The Boston Wyoming Smelter Site was the site of a copper smelter that processed ores from the nearby Grand Encampment Mining District in Carbon County, Wyoming in the early 20th century. The site includes the former town of Rudefeha and is near Encampment, Wyoming. The smelter was constructed in 1902 by Grand Encampment promoter Willis George Emerson, connected to the main Ferris-Haggerty Mine location by a 16 mi aerial tram over the Continental Divide. The smelter initially produced matte, an intermediate product in copper refining. In 1903 it was upgraded to produce blister copper. Power for the blowers needed for the blister refining process came from a water turbine at the end of a 4 ft diameter wood-stave pipe from the South Fork of the Encampment River, 4 mi away.
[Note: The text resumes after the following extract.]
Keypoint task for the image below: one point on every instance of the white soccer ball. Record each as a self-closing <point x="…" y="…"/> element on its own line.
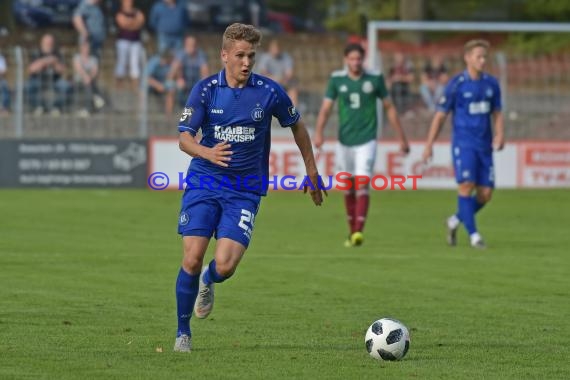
<point x="387" y="339"/>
The smelter could process 300 to 400 tons of ore a day.

A decline in the price of copper, poor yield from the mines, bad weather and financial difficulties plagued the mining venture, particularly after it had been sold to outside investors for $10,000,000 in 1904. A fire in March 1906 destroyed most of the smelter, and another in May set back reconstruction efforts. The smelter was rebuilt, but was under-insured. By 1910 the Penn-Wyoming Copper Company was bankrupt and the smelter was shut down and salvaged in 1913.

All smelter buildings have been removed and the site is used as a trash dump. The foundations remain. The smelter site was placed on the National Register of Historic Places on July 2, 1973.